Fig. 5 (a) The exfoliation induced emission enhancement (EIEE) of PER@PDA-COF-1 (λ_ex = 423 nm) with the gradual addition of HSA. (b) Fluorescence lifetime analysis of PER@PDA-COF-1 in the presence of HSA. (c) AFM analysis of PER@PDA-COF-1 upon non-aqueous exfoliation using isopropanol ((i–iii) represent the height image, peak force image, and height profile, respectively), aqueous exfoliation only ((iv–vi) represent the height image, peak force image, and height profile, respectively), and the effects of albumin on aqueous exfoliation [(vii and x); (viii and xi); and (ix and xii) represent height images, peak force images, and height profiles, respectively] of PER@PDA-COF-1. (d) Visualization of the protein corona based on the height–width profile of HSA–PER@PDA-COF-1 with an outer coating of serum albumin [(i and iii) and (ii and iv) represent height images and height profiles, respectively]. (e) UV-vis absorption spectra of the exfoliated PER@PDA-COF-1 nanosheets in water with different HSA concentrations (5–100 μL, 0.3 mM). The height was observed with a higher aspect ratio (cvii–ix). Upon increasing the HSA concentration, the sheet height decreased ∼5/6 fold with an abrupt increase in the aspect ratio (cx–xii). This clearly demonstrates the albumin-induced rapid aqueous exfoliation of PER@PDA-COF-1. Protein corona formation around the CONs was also confirmed from the AFM images with reduced opacity (di and iii) upon incubation with HSA. The outer coating of albumin (pink rectangular zone) around PER@PDA-COF-1 could be visualized from the height-to-width profile of the HSA–PER@PDA-COF-1 complex (dii and iv). The ultraviolet-visible (UV-vis) spectrum of PER@PDA-COF-1 (0.2 mg mL⁻¹) exhibited a blue shift (e) of about 7 nm compared to that of the bulk powder (462 nm vs. 455 nm) instantly upon the gradual addition of HSA (5–15 μL, 0.3 mM). (f) A schematic diagram of the albumin-induced layer-by-layer exfoliation of PER@PDA-COF-1 under sonication.

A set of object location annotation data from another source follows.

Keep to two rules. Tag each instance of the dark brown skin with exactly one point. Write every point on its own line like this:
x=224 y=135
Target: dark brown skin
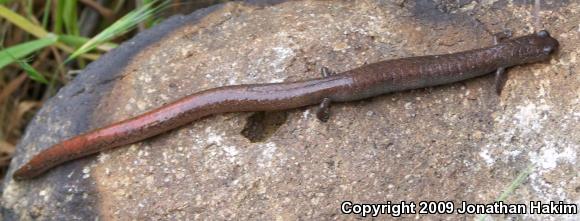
x=359 y=83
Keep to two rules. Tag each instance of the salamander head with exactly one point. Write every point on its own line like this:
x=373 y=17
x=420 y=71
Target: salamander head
x=532 y=48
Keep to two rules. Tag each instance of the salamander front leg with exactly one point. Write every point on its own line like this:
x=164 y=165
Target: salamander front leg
x=323 y=112
x=500 y=75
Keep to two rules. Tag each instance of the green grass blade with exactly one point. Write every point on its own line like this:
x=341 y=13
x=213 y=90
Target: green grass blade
x=46 y=14
x=32 y=73
x=14 y=53
x=77 y=41
x=511 y=188
x=69 y=16
x=121 y=26
x=22 y=22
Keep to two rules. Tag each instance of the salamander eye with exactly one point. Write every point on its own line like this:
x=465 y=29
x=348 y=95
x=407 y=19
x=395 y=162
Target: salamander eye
x=543 y=33
x=548 y=49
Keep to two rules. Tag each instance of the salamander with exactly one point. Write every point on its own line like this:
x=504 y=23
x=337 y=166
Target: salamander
x=359 y=83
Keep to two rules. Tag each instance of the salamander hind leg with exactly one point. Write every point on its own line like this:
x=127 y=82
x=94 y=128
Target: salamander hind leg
x=500 y=36
x=500 y=74
x=500 y=79
x=323 y=111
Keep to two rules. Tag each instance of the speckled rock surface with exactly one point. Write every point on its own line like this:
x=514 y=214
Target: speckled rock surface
x=459 y=142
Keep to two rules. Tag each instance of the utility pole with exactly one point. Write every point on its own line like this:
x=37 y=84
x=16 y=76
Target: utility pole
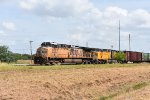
x=119 y=35
x=129 y=42
x=31 y=49
x=86 y=44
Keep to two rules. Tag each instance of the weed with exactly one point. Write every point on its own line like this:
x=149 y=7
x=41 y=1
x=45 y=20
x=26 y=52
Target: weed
x=139 y=86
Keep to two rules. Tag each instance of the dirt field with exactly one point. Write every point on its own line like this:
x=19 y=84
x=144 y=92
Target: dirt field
x=117 y=83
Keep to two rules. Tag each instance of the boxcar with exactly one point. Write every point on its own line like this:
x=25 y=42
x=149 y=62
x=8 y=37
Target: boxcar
x=146 y=57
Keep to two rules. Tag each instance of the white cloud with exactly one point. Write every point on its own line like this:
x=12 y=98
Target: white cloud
x=57 y=8
x=9 y=26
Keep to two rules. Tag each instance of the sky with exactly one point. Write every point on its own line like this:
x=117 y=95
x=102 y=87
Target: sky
x=75 y=22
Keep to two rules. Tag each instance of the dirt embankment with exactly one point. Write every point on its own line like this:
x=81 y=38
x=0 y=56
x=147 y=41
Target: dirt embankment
x=70 y=84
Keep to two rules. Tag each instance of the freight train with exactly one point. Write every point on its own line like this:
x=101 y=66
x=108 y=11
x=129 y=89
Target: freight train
x=51 y=53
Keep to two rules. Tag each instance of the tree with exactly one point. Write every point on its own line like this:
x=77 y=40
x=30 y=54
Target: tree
x=120 y=57
x=8 y=56
x=3 y=53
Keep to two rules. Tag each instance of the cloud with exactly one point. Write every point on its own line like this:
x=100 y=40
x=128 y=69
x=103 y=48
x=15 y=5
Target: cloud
x=57 y=8
x=9 y=26
x=2 y=33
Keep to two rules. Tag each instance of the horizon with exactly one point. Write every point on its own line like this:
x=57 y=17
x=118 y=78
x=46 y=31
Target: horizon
x=75 y=22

Fig. 6 (a) Average sizes of PER@PDA-COF-1 alone and exfoliated PER@PDA-COF-1 derived from DLS studies of solutions that were briefly sonicated in the presence of different concentrations of albumin (10, 30 and 100 μL; 0.3 mM) in water. (b) A pH-dependent zeta-potential study of PER@PDA-COF-1 alone and the protein corona of PER@PDA-COF-1. (c) Circular dichroism (CD) spectra of human serum albumin (HSA) upon the addition of PER@PDA-COF-1 at different concentrations (5–20 μL, 0.3 mM). (d) Cyclic voltammetry curves of bulk PER@PDA-COF-1 (black curve) and various protein coronas of the PER@PDA-COF-1 framework (green and blue curves for HSA and BSA, respectively) at a scan rate of 50 mV s⁻¹ (e) A schematic representation of albumin-induced exfoliation and protein corona formation around PER@PDA-COF-1 nanosheets. (f) Photographs of aqueous dispersions of PER@PDA-COF-1 (0.2 mg mL⁻¹) alone and HSA–PER@PDA-COF-1 (0.3 mM) at different albumin concentrations. (Photographs were taken after settling the aqueous dispersions overnight.)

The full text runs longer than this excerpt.